Quality 1: Give — in everything, and even the tiniest bit counts. Rich or poor, happy or sad — they keep giving. And al-Ālūsī stacks up the smallest gifts imaginable: ʿĀʾisha gave one grape, someone gave one onion, and the Prophet ﷺ said save yourself from Hell “even with half a date,” and never turn away a beggar “even with a burnt hoof.” Translation: you are never too broke to give something. The door is always open.

Quality 2: Seal your anger shut. That word kaẓm literally means tying a full waterskin closed so nothing leaks. So restraining anger means you’re full to the brim with rage and you keep the lid on. You could hit back — and you don’t. Al-Ālūsī even separates two words: ghayẓ is the rage boiling inside (hidden), while ghaḍab is anger that’s burst out onto your face and hands. The verse praises catching it while it’s still inside. Rewards? God fills your heart with peace and faith, and calls you out in front of everyone on Judgment Day to pick your reward.

Here’s al-Ālūsī’s clever catch — a grammar detail with a big meaning. “Spend” is a verb (an action you repeat over and over), but “restrain anger” and “pardon” are describing-words (participles — they name a permanent trait). Why the switch? Because giving is something you keep doing, but self-control and forgiveness are something you become. They’re baked into your character.

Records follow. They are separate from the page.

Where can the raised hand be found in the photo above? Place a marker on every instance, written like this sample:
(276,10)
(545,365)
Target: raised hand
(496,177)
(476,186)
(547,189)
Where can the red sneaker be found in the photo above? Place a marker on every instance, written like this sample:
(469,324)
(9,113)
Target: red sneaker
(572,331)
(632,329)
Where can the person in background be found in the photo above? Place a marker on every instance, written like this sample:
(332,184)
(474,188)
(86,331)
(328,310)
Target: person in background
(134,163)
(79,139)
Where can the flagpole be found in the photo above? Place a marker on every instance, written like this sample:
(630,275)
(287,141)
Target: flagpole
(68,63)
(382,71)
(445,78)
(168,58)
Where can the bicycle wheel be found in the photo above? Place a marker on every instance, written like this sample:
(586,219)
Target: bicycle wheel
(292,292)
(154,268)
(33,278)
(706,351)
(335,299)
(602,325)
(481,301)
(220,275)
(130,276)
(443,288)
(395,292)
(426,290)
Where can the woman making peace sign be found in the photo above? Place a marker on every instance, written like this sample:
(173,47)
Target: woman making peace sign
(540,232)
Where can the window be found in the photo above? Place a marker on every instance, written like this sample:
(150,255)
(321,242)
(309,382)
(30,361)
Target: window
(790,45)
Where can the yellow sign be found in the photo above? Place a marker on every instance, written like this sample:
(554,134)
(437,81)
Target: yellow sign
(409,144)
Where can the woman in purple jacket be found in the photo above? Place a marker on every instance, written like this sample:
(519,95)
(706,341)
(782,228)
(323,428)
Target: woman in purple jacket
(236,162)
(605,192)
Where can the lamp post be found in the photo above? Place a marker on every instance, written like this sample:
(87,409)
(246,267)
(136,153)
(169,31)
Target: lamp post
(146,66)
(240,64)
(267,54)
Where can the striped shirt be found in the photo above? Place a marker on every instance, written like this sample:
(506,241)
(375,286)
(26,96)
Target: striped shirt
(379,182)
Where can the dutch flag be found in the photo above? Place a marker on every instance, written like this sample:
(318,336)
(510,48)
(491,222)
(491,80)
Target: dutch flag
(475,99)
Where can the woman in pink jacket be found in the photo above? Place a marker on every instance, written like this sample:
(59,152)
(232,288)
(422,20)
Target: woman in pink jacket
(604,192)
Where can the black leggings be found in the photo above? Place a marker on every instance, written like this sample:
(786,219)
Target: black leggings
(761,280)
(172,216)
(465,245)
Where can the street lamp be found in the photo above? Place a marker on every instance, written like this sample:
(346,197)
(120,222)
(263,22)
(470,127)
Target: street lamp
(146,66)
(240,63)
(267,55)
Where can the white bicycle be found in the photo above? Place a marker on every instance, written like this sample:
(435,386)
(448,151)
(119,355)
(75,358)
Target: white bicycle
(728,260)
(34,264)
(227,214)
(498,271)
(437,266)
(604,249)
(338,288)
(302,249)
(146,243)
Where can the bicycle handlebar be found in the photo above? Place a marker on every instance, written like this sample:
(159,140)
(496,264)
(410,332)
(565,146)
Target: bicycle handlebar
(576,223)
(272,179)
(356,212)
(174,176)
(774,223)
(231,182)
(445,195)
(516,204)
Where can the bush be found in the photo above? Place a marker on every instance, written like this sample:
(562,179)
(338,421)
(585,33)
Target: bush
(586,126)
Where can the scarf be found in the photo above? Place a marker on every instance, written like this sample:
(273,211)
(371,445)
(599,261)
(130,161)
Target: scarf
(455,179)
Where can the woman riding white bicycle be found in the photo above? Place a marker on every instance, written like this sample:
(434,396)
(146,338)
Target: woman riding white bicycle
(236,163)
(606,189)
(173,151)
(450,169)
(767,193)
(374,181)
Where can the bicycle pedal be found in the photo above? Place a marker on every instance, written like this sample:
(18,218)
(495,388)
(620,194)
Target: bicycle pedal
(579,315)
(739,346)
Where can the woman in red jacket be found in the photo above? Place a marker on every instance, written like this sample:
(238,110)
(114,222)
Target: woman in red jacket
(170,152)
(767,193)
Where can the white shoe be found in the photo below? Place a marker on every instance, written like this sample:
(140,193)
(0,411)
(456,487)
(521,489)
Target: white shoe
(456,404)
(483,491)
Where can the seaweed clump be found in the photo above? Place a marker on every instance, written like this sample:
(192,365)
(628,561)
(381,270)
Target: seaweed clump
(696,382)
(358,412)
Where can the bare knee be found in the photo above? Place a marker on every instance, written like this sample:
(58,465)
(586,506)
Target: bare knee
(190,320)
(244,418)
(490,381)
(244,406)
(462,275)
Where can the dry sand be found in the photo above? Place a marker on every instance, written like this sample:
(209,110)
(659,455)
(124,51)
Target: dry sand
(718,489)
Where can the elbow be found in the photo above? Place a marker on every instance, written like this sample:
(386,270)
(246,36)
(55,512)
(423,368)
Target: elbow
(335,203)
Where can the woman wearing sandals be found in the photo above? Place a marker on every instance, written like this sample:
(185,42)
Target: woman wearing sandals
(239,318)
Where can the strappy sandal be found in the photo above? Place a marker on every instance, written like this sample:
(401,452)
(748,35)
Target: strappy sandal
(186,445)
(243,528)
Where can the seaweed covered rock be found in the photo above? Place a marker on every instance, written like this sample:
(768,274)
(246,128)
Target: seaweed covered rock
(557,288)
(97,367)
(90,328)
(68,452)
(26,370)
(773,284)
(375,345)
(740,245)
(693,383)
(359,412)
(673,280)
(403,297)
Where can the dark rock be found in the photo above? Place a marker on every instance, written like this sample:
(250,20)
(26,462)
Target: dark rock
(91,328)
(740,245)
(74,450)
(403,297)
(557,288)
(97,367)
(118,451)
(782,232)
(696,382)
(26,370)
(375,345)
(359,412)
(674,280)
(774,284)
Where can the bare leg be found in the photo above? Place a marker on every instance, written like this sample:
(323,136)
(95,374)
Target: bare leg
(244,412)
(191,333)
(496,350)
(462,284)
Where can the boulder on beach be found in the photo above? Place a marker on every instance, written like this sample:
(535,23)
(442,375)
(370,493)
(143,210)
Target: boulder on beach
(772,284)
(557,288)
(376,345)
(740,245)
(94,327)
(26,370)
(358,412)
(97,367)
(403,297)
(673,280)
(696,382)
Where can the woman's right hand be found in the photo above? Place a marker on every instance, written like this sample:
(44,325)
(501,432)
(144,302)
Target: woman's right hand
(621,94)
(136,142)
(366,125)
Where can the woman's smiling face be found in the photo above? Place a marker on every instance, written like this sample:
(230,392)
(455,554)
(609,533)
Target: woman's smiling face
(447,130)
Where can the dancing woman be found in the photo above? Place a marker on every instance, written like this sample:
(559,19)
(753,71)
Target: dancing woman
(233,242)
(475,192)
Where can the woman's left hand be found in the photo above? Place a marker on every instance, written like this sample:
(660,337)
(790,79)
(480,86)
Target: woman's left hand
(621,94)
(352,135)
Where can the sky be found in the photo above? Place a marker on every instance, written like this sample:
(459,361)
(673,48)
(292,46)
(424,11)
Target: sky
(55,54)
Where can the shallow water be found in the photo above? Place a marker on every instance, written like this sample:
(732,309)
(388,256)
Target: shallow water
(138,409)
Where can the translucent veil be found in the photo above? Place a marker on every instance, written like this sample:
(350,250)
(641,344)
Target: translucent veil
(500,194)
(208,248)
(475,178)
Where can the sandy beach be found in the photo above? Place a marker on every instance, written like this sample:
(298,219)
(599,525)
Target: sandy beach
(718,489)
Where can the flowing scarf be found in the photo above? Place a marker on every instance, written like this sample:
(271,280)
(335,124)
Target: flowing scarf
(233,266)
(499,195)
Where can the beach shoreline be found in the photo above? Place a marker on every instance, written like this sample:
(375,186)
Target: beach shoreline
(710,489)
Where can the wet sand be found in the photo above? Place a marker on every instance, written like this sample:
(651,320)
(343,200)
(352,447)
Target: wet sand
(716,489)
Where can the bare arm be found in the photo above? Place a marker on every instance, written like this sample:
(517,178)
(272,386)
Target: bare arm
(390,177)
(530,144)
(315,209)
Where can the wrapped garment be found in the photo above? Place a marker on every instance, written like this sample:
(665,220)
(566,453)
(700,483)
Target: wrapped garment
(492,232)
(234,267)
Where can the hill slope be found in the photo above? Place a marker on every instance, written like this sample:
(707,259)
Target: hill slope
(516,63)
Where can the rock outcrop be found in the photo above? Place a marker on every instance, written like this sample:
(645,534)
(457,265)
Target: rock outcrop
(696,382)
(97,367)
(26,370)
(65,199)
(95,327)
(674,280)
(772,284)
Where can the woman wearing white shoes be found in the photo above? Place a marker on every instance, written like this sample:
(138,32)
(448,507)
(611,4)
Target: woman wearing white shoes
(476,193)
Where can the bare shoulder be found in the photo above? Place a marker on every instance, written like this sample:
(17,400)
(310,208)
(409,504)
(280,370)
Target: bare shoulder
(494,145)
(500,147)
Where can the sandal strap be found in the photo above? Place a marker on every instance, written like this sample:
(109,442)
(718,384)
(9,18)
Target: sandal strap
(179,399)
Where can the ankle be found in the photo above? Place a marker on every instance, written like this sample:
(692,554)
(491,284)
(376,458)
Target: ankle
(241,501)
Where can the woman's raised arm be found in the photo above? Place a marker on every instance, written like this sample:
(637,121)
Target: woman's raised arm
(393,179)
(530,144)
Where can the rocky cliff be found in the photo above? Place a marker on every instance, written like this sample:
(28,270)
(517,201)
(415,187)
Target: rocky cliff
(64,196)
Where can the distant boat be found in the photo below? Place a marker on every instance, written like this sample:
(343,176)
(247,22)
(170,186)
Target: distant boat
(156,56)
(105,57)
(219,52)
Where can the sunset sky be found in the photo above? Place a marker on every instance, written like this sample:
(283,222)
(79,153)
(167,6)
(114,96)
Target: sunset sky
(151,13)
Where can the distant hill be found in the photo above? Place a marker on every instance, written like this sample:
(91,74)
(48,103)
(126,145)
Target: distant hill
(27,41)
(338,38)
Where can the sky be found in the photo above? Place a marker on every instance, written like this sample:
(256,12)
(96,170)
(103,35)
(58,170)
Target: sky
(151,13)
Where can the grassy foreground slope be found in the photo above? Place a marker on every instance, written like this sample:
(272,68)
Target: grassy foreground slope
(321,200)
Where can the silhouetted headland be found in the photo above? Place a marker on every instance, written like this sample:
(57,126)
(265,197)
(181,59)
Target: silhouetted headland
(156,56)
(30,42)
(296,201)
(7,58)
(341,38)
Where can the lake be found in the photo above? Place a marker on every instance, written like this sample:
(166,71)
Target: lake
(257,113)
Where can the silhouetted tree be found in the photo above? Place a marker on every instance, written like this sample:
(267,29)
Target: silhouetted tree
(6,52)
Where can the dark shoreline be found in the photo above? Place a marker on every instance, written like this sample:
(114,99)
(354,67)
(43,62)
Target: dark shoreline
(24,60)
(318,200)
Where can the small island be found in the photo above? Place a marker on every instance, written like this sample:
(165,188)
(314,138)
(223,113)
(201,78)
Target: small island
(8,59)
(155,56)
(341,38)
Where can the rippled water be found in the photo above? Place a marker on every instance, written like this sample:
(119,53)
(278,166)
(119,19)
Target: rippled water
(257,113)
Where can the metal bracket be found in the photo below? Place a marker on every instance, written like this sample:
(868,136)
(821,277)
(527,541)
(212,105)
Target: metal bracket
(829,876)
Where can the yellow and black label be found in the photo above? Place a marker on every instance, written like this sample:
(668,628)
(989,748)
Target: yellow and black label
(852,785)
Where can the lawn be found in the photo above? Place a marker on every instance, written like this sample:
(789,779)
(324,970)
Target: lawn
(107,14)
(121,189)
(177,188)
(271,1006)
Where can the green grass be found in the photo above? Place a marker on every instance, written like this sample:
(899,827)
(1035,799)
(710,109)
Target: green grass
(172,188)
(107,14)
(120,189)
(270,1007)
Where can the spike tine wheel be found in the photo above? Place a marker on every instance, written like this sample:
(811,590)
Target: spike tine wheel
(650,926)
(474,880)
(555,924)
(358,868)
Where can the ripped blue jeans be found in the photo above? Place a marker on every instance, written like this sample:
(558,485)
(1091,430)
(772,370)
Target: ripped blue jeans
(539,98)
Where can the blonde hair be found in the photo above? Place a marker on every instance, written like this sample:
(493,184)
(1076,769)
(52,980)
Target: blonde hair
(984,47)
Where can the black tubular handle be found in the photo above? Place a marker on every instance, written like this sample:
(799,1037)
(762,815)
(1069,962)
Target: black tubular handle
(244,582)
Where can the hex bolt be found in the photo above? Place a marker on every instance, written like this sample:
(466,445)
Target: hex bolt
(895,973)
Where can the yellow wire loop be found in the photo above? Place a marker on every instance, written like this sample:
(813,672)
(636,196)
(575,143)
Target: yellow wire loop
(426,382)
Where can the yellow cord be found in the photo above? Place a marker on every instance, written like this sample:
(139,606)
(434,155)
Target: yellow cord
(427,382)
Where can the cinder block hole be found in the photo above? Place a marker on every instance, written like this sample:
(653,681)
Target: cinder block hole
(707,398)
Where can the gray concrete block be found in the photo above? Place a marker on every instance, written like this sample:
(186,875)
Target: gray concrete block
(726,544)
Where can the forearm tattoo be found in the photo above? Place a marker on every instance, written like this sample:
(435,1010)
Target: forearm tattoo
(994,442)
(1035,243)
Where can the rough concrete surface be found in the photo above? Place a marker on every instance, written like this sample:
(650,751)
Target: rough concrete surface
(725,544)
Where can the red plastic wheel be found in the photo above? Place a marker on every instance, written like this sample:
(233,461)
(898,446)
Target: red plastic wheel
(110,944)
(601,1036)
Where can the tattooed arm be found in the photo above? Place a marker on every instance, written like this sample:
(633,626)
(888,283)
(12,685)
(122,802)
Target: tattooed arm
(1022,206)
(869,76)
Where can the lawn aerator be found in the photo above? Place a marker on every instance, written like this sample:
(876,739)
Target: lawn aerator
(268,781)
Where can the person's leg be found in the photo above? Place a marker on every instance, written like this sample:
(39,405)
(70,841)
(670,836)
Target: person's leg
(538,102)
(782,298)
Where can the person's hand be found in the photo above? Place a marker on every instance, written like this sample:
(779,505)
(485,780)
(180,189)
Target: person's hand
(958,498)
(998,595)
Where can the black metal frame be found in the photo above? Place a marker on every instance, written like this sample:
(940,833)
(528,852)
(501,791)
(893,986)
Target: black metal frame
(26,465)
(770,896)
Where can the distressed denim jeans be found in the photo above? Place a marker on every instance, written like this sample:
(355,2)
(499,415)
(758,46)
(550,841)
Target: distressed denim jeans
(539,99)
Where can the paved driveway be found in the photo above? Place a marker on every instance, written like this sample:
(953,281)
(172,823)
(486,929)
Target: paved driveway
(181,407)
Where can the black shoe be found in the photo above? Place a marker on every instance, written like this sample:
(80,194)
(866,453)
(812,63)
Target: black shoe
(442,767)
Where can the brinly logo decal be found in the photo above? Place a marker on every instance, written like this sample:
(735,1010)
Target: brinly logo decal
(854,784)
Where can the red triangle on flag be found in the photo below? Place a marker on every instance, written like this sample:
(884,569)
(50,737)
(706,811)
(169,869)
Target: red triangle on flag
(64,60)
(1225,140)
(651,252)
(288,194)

Quality 3: Forgive people. This is the level above restraint: you don’t just hold the anger in — you actually let the person off. The rewards: on Judgment Day God asks “who has a reward owed by Me?” and only those who forgave stand up; and whoever wants their rank in Paradise raised should “pardon whoever wronged them, give to whoever denied them, and reconnect with whoever cut them off.”

Then al-Ālūsī handles a tricky hadith: “These people are few in my umma… but were many in past nations.” Does that mean older nations were better than us? He says no — the “many” just means across all of history added together, not in any single nation. (After all, this whole umma is small compared to the total of everyone who ever lived.) So don’t misread it as a put-down.

And he roots it all in a real event: the Battle of Uhud. The Prophet’s ﷺ archers disobeyed orders and caused a catastrophe — yet he forgave them. And when he found his uncle Ḥamza killed and mutilated, in his grief he vowed revenge — then let it go. The man who lived this verse hardest was the Prophet ﷺ himself.

The ending: “Allah loves the doers of good.” The word muḥsinīn (“doers of good”) opens two doors at once:

  • One points up to God: iḥsān is to “worship God as if you can see Him — and if you can’t see Him, know that He sees you.”
  • One points out to people: iḥsān is doing good to others — which is exactly what all three qualities were (giving, not retaliating, forgiving).

And al-Ālūsī seals it with the story of Zayn al-ʿĀbidīn: his servant accidentally gashed his head with a water jug. As he looked up, she recited the verse to him, piece by piece — “restrain your anger”… “pardon people”… “Allah loves the doers of good” — and at each line he climbed a step: “I’ve held my anger”… “you’re pardoned”… “you’re free, for God’s sake.” A cut on the head turned into someone’s freedom, just by living this one verse.

The whole verse in one line: The people God loves give in every situation (even a grape), seal their boiling anger shut like a tied waterskin instead of striking back, and forgive people even when they could punish — and they do it so consistently that it’s not just what they do, it’s who they are.